Our roots.
1959
In 1959, Lester Hawkins and Marshall Olbrich took and exquisite risk and purchased the property that would become the Western Hills Rare Plants Nursery. They were two bohemian radicals from San Francisco who decided to escape the ruckus of the city and live surrounded and inspired by nature. They set out to homestead in Western Sonoma County with no building or gardening skills. Over the next three decades, they seeded an epicenter of Bay Area horticultural innovation and celebration that would become known internationally. Their passion, hard work, and tolerance for risk led to an exquisite collection of plants and trees from around the world.
1991
In 1991, Lester and Marshall bequeath the property to their beloved gardener Maggie Wych, who added critical infrastructure and whimsical touches—including the arched wooden structure now known as “Maggie’s Folly”—and further developed the garden into a destination for the public.
2010
Chris and Tim Szybalski took over in 2010 and made significant investments, improving and rebuilding Western Hills’ physical structures, upgrading its irrigation systems, and revitalizing the botanical collection.
2021
Hadley Dynak and Kent Strader purchase the property in August 2021 with friends Laura Counts and Michael Mechanic. Their vision is to embrace the garden’s legacy and to open it as a public-serving nonprofit. The intent is to use the property as a place for visitors to connect to nature, learn about ecology, find inspiration, express creativity, and encourage new ideas to take root.
today
Western Hills Garden is a collective representation of its owners past and present. As a fiscally-sponsored nonprofit our mission is to link people, plants, and place with possibility. Our strategic pillars focus on preservation programming, and partnerships. We aim to be a place where new ideas, both big and small, can take root.
Press snapshots
Western Hills Garden is shaped by more than plants and paths—it is shaped by the people who have tended, studied, imagined, and cared for this place over time.

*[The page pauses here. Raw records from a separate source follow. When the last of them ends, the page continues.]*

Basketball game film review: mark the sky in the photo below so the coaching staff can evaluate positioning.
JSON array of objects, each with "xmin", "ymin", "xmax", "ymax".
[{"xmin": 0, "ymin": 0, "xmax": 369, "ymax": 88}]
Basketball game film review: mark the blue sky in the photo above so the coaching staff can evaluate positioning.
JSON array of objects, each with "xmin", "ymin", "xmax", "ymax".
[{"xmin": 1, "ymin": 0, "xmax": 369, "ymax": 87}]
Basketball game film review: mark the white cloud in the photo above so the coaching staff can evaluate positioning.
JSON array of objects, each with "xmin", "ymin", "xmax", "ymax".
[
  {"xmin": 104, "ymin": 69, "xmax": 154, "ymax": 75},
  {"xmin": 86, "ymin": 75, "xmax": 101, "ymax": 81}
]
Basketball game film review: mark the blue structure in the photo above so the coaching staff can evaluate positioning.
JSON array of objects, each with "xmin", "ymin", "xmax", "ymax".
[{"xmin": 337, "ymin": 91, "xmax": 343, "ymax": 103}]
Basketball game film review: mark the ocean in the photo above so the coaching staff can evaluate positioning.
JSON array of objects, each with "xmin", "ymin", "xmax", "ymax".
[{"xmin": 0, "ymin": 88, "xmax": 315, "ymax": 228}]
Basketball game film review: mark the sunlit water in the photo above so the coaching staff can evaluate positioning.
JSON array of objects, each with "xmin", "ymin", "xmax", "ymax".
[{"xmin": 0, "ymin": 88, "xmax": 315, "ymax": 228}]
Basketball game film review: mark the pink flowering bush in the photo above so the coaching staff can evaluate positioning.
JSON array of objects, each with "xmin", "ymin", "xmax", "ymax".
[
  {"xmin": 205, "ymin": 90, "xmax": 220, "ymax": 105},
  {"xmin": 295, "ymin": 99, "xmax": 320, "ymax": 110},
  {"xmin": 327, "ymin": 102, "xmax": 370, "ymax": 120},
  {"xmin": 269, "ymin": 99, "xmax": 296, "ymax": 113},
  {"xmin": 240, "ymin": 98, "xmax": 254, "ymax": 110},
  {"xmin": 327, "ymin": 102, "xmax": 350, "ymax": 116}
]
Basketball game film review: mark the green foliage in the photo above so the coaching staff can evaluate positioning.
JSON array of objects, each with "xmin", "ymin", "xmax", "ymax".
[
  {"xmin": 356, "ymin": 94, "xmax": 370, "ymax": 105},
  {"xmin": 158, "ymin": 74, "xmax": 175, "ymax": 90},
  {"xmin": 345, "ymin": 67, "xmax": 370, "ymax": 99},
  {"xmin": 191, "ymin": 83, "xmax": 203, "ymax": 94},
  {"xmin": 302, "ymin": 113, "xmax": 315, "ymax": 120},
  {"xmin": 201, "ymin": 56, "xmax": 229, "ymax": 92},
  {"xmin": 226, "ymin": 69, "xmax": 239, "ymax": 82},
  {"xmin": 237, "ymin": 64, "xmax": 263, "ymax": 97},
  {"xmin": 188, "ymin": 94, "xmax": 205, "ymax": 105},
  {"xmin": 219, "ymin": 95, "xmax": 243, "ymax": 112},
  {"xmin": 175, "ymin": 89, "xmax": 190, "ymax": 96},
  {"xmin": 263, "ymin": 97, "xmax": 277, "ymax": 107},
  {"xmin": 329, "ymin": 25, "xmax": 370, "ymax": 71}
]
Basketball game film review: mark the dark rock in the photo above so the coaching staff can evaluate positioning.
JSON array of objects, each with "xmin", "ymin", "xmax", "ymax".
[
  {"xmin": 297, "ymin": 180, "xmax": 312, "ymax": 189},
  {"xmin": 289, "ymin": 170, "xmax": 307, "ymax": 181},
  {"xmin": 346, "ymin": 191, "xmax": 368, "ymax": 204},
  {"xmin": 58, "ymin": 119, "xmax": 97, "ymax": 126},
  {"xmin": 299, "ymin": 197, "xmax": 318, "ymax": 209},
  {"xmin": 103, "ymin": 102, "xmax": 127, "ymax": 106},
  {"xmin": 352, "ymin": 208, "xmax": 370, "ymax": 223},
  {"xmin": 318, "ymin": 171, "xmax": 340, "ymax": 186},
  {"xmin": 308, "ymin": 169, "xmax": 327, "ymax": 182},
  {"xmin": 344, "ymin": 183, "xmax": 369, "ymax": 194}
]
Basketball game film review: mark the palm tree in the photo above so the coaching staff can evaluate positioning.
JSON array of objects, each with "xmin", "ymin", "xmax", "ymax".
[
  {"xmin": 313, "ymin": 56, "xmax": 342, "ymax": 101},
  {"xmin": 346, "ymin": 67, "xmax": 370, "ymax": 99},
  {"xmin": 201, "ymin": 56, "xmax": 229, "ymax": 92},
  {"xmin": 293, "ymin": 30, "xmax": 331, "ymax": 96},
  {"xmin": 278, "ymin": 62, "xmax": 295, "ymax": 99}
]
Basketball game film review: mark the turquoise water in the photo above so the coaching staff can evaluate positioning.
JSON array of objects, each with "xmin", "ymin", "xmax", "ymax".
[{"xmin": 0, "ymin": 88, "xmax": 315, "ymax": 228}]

Our Oral History Project gathers stories from those who were here, preserving lived memory alongside the living landscape. Through recorded conversations with voices from the past, we honor the garden’s legacy while gaining insight into the values, practices, and relationships that have guided it across generations.
Oral History Project
RG Turner
R.G. Turner was the founding editor of Pacific Horticulture magazine and the first executive director of The Ruth Bancroft Garden, playing a formative role in shaping West Coast horticultural discourse. He first visited Western Hills Garden in 1978 and became a regular presence, coming to see it as both a vital source of plants and ideas and a rare salon—an open, welcoming place of conversation, curiosity, and cultural exchange fostered by its founders, Marshall Olbrich and Lester Hawkins.